Many funding sources will provide an outline for you to follow, or a series of questons for you to address. If the source does not, then follow a scheme like this:
  1. The Problem. First, establish the need for your project. What problem exists that cries out for a solution? Who is affected by this burning problem? What is the cost we pay for leaving this problem unsolved? Be as forceful and dramatic as you can without stooping to purple prose.
  2. The Solution. Second, show how you will solve this problem. Describe your project step by step, taking pains to demonstrate how each step will address the problem and promote a solution. Provide whatever information the reader will need to be persuaded, and no more.
  3. Evaluation. Third, describe how you will evaluate whether or not your solution solves the problem. Most sources require an extensive evaluation section. For those that don't include it anyway; the readers will be impressed that you are thinking that far ahead. Evaluations can be formal or informal, formative or summative, internal or external, depending on the project and the funding source. Make sure that your system of evaluation will, in fact demonstrate that the need described in the first part was addressed by the solution you propose in the second.
  4. Budget. Many reviewers look at the budget first, before they read the narrative. They assume that the budget shows what the proposal is all about in just a few pages. Consequently, your budget should serve as a brief summary of your project: detailed enough to give a clear idea, but concise enough to hold the reviewer's attention. The various items in the budget should follow the same order as the activities you propose in the narrative. If your project will receive funds from several sources (e.g. from UW-P match as well as from the funding source) make that clear in your budget. The Office of Sponsored Programs can help you prepare your budget, can tell you the correct fringe benefit and indirect cost rates, and can check your math.
There should be a clear, easily discernible relationship between these four parts. The problem section should focus on a particular need, the solution section should outline a specific series of activities which will address that need, the evaluation section should outline a method of evaluating how the solution met the problem, and the budget should show how much each element of the solution will cost and where the money will come from.

Remember to consider your audience when writing grant proposals. Most federal agencies recruit working faculty and researchers to review proposals; thus the readers are likely to be folks just like you, in a similar or related field. Therefore, you need not explain every technical term you use, but you should provide enough information to allow the educated layperson to make a judgement. Foundations and corporations frequently use in-house staff who are well-educated, but perhaps not in your field. Assume that these readers are educated laypersons who need a little more background information.
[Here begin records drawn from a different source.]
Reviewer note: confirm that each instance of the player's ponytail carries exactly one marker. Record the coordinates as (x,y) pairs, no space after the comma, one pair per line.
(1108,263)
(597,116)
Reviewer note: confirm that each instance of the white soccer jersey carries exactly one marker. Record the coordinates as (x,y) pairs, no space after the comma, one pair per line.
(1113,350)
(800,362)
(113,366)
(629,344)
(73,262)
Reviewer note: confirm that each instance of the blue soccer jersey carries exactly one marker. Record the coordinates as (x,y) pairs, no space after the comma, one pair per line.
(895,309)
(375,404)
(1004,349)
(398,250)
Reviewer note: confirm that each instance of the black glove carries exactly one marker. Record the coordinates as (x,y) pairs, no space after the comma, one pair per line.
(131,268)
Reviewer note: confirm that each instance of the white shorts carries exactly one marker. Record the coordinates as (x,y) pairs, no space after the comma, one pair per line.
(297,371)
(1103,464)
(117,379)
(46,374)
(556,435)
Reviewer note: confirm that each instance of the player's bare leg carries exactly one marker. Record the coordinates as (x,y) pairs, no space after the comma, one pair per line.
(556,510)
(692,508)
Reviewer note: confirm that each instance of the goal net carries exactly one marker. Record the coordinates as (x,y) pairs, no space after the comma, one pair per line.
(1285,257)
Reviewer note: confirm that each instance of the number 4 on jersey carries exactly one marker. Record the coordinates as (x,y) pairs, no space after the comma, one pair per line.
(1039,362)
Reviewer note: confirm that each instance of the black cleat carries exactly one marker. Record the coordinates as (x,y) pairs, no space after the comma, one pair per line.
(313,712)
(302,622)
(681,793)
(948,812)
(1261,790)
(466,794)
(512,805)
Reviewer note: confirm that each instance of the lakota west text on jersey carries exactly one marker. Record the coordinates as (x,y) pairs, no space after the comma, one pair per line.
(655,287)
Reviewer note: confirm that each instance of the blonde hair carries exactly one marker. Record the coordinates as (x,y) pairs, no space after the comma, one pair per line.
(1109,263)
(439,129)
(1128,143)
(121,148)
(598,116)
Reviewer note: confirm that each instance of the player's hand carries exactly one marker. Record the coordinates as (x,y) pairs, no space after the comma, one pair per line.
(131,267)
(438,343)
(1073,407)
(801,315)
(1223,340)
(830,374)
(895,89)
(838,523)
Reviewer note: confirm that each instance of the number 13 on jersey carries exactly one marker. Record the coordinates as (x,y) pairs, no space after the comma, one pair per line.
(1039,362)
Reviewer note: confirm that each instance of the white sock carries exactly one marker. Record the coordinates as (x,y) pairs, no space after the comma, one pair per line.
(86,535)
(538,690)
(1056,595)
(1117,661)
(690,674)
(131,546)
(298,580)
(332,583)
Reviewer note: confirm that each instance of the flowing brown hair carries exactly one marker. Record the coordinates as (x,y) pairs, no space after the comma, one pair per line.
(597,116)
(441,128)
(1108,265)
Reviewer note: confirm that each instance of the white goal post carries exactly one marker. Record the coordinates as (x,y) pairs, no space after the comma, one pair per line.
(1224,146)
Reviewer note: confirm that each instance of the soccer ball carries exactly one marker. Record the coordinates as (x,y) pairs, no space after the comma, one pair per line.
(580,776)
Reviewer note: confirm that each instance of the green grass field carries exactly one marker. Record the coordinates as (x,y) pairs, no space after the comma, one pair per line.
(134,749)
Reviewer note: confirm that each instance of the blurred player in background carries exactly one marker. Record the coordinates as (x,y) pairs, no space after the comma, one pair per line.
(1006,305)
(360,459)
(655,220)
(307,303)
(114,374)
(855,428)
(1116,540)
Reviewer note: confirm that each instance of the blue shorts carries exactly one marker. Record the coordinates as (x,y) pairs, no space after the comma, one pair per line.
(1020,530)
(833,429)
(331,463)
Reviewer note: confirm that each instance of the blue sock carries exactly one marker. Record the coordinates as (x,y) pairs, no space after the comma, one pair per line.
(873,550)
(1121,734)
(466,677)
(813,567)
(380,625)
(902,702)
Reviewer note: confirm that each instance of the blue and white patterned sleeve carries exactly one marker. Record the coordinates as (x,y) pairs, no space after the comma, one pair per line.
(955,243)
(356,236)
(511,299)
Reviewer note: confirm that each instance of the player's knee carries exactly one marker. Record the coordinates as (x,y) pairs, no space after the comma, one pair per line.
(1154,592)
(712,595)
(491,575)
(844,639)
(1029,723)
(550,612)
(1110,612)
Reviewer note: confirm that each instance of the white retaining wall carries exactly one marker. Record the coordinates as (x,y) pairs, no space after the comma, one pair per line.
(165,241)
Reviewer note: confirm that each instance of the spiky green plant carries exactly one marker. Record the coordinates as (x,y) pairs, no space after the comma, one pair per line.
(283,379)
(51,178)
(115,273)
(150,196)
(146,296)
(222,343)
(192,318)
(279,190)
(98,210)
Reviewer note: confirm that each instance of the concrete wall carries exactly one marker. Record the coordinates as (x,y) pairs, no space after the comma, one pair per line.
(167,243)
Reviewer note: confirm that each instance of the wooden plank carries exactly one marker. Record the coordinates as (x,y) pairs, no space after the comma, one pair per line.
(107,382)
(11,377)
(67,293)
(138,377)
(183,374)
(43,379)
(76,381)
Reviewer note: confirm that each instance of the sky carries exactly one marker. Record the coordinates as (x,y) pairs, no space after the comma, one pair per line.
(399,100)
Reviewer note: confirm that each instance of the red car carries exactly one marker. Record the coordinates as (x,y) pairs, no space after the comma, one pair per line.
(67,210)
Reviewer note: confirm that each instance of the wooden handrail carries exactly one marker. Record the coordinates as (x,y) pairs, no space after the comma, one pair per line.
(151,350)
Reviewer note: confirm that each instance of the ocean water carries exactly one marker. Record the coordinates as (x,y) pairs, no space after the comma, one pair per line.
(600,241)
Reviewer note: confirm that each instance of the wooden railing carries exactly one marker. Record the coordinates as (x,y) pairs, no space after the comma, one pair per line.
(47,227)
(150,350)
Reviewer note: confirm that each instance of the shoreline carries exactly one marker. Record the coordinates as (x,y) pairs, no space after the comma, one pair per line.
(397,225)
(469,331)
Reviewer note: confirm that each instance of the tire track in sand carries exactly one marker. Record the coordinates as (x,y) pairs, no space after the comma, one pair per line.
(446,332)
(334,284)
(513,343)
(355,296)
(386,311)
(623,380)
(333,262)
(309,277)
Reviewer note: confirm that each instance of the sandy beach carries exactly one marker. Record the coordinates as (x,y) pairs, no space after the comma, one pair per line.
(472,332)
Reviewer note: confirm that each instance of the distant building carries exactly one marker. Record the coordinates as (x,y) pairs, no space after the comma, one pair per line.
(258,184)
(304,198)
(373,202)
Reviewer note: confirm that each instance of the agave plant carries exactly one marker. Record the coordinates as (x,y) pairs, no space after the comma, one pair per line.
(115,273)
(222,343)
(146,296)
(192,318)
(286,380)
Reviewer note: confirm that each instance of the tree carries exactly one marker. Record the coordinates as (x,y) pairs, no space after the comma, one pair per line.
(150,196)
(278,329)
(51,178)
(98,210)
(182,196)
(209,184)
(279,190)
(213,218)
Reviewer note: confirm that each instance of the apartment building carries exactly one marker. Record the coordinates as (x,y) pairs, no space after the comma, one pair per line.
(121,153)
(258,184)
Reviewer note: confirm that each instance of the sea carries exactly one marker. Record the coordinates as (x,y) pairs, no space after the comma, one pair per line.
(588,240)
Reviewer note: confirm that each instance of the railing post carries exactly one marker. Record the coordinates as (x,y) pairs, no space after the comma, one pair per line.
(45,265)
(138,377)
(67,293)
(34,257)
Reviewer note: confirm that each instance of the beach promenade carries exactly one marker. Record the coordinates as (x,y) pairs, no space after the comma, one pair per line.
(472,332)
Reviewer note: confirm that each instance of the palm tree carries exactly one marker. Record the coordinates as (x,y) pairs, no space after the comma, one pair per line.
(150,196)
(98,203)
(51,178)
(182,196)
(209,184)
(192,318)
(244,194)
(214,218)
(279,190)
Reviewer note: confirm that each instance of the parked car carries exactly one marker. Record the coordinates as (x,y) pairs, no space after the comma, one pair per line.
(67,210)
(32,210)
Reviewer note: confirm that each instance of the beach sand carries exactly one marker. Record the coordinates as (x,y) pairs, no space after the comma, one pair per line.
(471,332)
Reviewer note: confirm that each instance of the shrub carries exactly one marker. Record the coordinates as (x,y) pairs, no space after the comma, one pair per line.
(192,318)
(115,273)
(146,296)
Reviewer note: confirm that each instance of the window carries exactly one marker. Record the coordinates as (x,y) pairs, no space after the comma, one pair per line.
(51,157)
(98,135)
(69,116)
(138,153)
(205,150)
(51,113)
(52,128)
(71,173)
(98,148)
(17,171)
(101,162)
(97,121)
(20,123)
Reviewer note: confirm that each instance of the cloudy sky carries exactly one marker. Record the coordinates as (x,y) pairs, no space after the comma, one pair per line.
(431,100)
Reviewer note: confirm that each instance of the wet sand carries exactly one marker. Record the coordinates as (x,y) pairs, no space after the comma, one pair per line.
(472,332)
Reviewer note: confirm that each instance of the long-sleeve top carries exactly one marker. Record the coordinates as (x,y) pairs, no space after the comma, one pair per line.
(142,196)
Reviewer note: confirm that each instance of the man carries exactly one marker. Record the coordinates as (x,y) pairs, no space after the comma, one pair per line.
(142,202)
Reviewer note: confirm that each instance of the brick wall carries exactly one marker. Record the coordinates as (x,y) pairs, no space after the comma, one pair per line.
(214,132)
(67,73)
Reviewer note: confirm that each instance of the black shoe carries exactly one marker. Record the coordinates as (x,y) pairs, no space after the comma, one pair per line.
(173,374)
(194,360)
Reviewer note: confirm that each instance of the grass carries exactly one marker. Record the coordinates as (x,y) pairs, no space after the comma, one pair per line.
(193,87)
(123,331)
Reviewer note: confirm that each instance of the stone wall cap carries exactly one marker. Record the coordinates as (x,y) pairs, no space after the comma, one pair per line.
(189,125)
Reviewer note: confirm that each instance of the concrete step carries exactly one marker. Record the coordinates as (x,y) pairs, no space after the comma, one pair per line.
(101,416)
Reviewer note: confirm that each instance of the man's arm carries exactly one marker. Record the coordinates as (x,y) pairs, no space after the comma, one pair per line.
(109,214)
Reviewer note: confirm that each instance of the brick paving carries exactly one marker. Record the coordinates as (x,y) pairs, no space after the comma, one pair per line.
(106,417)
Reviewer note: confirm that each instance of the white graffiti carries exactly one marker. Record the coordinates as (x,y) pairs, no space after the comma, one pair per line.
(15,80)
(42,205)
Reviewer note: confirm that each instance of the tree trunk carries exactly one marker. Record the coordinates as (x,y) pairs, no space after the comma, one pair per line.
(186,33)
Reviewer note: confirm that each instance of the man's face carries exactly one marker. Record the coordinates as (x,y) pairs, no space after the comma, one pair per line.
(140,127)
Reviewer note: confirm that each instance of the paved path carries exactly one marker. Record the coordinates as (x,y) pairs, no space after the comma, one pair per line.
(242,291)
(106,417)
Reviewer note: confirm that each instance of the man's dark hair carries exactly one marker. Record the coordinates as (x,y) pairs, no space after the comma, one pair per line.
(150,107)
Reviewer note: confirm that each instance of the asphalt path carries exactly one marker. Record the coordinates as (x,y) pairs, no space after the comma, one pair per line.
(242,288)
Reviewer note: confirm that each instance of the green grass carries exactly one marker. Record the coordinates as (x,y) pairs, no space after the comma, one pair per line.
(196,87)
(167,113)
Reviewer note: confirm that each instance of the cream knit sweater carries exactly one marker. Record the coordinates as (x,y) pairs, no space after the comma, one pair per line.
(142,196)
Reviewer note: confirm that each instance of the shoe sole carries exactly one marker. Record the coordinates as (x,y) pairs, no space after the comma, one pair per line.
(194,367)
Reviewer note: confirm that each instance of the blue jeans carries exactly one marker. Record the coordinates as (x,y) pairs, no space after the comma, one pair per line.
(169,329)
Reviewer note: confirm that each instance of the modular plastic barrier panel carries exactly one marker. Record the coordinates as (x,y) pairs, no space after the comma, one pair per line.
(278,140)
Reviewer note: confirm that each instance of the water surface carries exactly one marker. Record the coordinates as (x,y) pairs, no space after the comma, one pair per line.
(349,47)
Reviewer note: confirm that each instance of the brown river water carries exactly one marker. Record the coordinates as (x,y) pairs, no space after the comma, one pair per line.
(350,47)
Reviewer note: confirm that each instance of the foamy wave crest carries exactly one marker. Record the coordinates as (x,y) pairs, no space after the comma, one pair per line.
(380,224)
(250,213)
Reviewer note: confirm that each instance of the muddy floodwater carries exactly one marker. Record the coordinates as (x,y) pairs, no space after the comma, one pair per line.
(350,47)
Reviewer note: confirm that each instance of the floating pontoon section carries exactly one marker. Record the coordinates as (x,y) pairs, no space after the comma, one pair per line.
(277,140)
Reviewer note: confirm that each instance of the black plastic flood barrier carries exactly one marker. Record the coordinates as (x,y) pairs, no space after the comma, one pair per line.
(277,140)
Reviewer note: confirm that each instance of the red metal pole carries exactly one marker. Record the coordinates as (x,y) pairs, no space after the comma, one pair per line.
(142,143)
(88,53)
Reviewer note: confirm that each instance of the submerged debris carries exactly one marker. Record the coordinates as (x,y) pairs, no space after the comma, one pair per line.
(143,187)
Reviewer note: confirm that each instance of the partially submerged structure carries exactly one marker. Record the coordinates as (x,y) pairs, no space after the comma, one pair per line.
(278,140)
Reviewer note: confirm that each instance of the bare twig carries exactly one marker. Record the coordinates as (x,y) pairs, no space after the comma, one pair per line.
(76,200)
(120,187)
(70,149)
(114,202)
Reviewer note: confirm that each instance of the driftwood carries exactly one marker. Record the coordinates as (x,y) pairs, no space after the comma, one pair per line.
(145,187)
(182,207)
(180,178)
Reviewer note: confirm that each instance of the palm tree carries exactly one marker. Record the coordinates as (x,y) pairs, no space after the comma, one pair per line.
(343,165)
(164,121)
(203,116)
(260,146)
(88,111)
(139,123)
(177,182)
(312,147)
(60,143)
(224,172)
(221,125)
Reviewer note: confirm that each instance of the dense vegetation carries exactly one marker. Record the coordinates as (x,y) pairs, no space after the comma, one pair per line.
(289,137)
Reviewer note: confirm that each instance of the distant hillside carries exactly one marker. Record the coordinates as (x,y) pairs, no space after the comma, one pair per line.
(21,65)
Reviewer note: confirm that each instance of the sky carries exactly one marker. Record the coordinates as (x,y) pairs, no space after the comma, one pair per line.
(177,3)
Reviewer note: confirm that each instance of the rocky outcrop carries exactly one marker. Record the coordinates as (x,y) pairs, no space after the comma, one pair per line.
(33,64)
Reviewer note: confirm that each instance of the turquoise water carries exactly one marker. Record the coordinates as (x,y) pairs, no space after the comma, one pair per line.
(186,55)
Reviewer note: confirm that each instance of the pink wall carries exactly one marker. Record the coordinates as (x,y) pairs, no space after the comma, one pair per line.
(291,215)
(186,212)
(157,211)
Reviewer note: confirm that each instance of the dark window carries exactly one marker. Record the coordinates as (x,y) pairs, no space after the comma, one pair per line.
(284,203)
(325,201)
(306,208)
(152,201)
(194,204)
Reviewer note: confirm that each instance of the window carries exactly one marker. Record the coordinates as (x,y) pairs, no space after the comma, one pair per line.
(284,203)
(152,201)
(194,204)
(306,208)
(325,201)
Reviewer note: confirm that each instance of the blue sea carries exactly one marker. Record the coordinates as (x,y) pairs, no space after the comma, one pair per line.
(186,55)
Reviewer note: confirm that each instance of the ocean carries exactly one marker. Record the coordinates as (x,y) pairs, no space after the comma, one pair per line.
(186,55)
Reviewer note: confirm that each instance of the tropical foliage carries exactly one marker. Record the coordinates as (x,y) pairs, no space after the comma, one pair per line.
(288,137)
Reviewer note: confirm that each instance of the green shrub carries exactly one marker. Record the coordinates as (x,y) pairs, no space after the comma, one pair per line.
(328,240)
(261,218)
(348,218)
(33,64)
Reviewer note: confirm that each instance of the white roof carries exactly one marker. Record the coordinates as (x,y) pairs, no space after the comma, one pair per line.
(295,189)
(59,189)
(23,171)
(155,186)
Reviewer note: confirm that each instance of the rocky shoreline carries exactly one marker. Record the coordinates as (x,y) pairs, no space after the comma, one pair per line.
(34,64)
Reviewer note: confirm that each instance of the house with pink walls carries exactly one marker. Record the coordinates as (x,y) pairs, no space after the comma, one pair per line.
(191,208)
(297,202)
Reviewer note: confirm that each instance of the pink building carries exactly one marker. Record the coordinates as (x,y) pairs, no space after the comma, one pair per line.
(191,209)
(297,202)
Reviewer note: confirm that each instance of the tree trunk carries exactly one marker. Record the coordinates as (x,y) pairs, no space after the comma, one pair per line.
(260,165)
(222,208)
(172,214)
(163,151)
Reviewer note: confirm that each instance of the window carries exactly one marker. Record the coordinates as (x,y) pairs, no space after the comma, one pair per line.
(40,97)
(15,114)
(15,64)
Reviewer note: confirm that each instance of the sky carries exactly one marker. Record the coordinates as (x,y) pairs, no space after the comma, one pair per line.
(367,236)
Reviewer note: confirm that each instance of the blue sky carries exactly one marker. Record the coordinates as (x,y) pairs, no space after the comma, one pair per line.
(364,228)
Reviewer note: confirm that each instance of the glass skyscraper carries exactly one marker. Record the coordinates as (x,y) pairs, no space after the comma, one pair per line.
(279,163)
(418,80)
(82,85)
And remember that the point of your grant proposal is to get the grant. Many faculty become used to writing journal articles, monographs, reviews, etc., where the point is to reach a true and defensible conclusion. With that sort of writing you must consider all points of view, balance your judgement, and temper your enthusiasm. In many of the sciences, you use the passive voice to imply objectivity and conceal the passion you (presumably) felt when generating your ideas. But in grant proposals, you should not consider other points of view, you need not balance your judgement, you should not temper your enthusiasm. Enthusiasm, even passion, get the reviewer's attention. Except for proposals that will be reviewed by scientists, use the active voice. Don't conceal any relevant information, but don't include anything that is irrelevant to your argument just because it is the truth.

Finally, ask several people to read your proposal as if they were reviewers. Ask them to mark every place in the narrative where they were puzzled and had to page backwards for information, or had to look ahead to see where you were headed. Those places need work. Your narrative should provide the reviewers with every piece of information they need as they read along, so they never have to look backward or forward. The Office of Sponsored Programs will be delighted to read your proposal, of course, but you should also ask a colleague who has not seen it before to review it for you.

 

Budgets

Most government agencies put severe constraints on what can be included in your budget, on the maximum amount you can apply for, on indirect costs, etc. Pay attention to these specifications they provide. Foundations are usually less constrictive. But for both public and private sources, your budget should clearly and concisely state both where the money is going and where it is coming from. Most of the budgets I write follow a format something like this:

Requested of UWP Total (funding contribution source)
  1. Personnel - (list all the personnel who will work on the project, their rates of pay, and the percentage of their time they will contribute to the project)
  2. Fringe benefits - (list categories of personnel--faculty and academic staff, classified, LTE--and their respective FB rates)
  3. Travel - (list all travel by trip, with cost breakdowns)
  4. Equipment, material, supplies - (list by item or category)
  5. Consultants or contracts - (list any consultants to be hired, or subcontracts to be let)
  6. Other
  7. Total direct costs - (the sum of 1-6)
  8. Indirect costs
  9. Total
Writing a budget on a spreadsheet makes life easier. When you change figures or add items (and you will--no budget is correct the first time it is written), the spreadsheet will recalculate percentages and totals automatically. The Office of Sponsored Programs can write your budget for you, can help you set it up, or can review your figures.

 

Final Steps

In order to submit an application for external funding, you must obtain an institutional signature from an authorized university administrator: The Chancellor, the Vice Chancellor, or the Associate Vice Chancellor. No one else can commit UW-P to a grant proposal. In order to get that signature, you must fill out the Transmittal Form for Sponsored Projects form and the Financial Disclosure Statement for Federal Proposals. Copies are available in the Office of Sponsored Programs, 321 Brigham.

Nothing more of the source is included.